Research on tax evasion shows that tax cheaters may face psychic costs from their deception, because they feel guilty about not paying their fair share for the services that they use. These psychic costs may also be from fear of shame if they are prosecuted for tax evasion and damage to their reputation; with these psychic costs, taxpayers may even pass up fairly low-risk opportunities to hide income from the taxman.

David Hemenway of Harvard School of Public Health claims that when some people in a community own guns, it "imposes psychic costs on most other members of the community". He claims that "eighty-five percent of non-gun-owners report they would feel less safe if more people in their community acquired guns; only 8% would feel more safe". This is purportedly because non gun-owners would worry about guns being used in the neighbourhood.

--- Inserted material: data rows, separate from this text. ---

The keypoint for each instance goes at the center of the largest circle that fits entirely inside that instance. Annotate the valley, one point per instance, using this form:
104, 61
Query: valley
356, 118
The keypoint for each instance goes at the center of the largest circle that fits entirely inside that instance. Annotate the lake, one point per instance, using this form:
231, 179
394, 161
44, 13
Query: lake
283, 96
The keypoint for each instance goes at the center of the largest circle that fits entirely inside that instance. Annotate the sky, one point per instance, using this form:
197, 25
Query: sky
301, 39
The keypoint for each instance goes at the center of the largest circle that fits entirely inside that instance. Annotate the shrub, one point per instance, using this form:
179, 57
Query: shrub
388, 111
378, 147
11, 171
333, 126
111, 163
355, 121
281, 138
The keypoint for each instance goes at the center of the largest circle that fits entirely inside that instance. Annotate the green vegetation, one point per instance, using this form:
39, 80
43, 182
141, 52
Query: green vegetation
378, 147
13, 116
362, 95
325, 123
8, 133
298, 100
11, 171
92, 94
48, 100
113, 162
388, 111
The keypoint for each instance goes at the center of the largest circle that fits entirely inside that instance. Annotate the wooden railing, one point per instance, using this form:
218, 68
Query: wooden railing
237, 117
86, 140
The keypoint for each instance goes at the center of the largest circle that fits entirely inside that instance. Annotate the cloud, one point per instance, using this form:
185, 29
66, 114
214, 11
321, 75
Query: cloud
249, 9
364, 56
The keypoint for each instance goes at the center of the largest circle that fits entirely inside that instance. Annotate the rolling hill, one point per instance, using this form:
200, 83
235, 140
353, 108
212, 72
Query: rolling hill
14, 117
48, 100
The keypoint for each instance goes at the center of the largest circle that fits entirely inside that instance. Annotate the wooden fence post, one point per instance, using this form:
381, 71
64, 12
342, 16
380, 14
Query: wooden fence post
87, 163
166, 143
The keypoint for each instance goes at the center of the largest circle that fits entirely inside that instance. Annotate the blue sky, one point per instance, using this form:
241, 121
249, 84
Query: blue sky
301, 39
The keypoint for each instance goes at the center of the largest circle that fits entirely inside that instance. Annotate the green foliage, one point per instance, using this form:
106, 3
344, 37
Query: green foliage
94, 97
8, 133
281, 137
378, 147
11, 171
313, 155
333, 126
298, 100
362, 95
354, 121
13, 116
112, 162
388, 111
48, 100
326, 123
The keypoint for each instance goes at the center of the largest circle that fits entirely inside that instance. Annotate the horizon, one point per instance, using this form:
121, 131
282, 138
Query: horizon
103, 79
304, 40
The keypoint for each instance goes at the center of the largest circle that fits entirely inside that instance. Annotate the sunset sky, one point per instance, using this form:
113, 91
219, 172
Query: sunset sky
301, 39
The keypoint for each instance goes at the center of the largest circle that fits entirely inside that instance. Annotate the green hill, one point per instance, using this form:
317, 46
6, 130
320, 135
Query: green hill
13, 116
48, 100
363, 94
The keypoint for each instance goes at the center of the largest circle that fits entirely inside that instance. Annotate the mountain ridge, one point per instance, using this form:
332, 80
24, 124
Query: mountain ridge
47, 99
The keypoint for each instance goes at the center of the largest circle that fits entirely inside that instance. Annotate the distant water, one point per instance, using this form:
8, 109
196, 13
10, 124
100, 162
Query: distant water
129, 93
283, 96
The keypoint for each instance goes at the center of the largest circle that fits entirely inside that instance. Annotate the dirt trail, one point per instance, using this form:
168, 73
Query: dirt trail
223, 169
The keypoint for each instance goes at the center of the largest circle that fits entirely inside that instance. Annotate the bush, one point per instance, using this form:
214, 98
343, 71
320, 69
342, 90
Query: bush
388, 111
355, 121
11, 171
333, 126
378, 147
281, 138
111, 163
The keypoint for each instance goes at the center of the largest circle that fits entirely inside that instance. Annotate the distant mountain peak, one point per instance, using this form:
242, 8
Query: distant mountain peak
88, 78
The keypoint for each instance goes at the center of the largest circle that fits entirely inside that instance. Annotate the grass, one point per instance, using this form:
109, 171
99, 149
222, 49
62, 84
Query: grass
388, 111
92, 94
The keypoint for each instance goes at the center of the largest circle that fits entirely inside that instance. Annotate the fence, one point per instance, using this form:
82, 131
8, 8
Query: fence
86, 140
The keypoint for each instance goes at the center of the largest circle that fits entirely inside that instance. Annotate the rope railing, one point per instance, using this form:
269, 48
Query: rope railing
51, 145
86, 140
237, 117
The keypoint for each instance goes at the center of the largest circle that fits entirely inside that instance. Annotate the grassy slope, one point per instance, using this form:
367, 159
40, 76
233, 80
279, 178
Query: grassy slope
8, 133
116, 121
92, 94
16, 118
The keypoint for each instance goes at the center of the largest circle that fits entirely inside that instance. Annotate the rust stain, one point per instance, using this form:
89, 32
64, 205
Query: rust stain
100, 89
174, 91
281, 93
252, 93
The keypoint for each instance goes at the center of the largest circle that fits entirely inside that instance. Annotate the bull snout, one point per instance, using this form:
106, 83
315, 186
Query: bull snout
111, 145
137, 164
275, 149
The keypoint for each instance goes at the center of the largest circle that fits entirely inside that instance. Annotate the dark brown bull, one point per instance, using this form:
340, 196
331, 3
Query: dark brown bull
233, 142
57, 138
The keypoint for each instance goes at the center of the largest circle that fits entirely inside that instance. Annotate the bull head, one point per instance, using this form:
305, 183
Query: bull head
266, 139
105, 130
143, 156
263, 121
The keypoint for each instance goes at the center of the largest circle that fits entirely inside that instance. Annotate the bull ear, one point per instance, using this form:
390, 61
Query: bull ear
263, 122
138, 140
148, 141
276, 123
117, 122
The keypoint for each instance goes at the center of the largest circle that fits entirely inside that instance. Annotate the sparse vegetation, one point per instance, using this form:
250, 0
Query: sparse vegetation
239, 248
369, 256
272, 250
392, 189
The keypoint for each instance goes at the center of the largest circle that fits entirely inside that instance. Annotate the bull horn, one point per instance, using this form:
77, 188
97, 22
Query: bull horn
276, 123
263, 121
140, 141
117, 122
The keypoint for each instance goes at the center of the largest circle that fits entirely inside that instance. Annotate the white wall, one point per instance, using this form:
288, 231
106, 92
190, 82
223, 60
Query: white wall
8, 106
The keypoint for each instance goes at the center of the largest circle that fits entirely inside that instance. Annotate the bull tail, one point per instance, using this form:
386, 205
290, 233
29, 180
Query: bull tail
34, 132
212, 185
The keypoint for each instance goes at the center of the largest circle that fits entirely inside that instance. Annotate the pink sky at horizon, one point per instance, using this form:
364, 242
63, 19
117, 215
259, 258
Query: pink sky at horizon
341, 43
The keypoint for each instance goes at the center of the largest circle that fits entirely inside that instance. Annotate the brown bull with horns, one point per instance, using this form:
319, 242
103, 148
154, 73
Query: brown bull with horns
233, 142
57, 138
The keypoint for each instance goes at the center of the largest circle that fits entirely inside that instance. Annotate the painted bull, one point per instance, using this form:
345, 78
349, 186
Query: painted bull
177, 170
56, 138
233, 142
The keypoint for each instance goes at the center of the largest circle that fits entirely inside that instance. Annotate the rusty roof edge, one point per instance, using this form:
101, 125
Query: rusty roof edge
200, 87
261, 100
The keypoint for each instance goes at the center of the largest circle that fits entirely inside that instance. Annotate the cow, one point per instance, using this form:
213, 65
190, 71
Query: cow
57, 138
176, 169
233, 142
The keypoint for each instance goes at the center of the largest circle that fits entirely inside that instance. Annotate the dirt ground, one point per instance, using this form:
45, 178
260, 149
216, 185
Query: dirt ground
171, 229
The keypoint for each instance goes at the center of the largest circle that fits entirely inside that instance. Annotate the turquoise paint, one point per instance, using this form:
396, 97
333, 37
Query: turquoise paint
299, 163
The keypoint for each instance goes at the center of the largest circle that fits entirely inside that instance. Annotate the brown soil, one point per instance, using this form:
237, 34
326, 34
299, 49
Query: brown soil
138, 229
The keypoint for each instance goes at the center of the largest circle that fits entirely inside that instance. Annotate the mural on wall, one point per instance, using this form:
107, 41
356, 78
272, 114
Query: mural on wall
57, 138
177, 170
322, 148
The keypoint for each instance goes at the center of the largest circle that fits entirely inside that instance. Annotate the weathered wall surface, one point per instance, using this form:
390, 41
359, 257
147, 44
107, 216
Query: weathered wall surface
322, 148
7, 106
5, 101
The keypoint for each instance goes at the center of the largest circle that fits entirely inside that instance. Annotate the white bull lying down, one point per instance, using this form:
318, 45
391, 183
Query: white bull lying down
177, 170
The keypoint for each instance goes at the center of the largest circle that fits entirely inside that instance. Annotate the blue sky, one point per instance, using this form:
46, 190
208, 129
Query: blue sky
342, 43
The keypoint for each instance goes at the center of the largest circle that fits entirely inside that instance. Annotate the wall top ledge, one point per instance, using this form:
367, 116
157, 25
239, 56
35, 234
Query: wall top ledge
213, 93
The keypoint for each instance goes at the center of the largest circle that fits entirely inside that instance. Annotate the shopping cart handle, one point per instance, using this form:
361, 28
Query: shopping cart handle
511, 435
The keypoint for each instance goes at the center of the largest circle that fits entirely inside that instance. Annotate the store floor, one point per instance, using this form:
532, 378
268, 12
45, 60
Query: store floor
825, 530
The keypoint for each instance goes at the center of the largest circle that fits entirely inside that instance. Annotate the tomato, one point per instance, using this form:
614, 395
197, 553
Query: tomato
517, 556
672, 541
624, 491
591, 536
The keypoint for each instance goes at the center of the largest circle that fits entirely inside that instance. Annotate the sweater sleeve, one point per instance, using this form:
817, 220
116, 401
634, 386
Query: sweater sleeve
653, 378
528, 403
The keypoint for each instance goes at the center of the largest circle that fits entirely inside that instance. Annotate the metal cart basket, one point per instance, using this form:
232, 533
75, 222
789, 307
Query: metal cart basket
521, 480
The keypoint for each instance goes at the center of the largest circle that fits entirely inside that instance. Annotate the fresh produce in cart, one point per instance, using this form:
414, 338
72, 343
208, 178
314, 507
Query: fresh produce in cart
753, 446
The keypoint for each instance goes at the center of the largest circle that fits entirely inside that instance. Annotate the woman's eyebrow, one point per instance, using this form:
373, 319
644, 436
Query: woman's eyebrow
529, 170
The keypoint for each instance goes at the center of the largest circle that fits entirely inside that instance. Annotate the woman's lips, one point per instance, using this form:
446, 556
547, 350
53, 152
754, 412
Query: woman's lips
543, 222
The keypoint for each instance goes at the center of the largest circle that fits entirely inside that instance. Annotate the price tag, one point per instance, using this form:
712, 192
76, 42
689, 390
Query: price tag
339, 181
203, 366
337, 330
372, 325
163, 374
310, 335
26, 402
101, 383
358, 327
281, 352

As the monetary costs of information and digital information fall (e.g., downloadable music recordings, magazine articles, etc.) towards zero, the main impediments to a transaction are becoming non-monetary factors such as search costs and psychic costs. Search costs are the time and effort costs of finding something. If a person has to search through a poorly-catalogued list of songs on the Internet, it may take hours to find the song that they want. Even if the song is free to download, they have to spend a lot of free time to find that song. Obtaining this "free" downloadable song may impose other psychic costs that make a person worry. The song file may have to be reformatted to work with one's media player and it may have to be screened for viruses or spyware.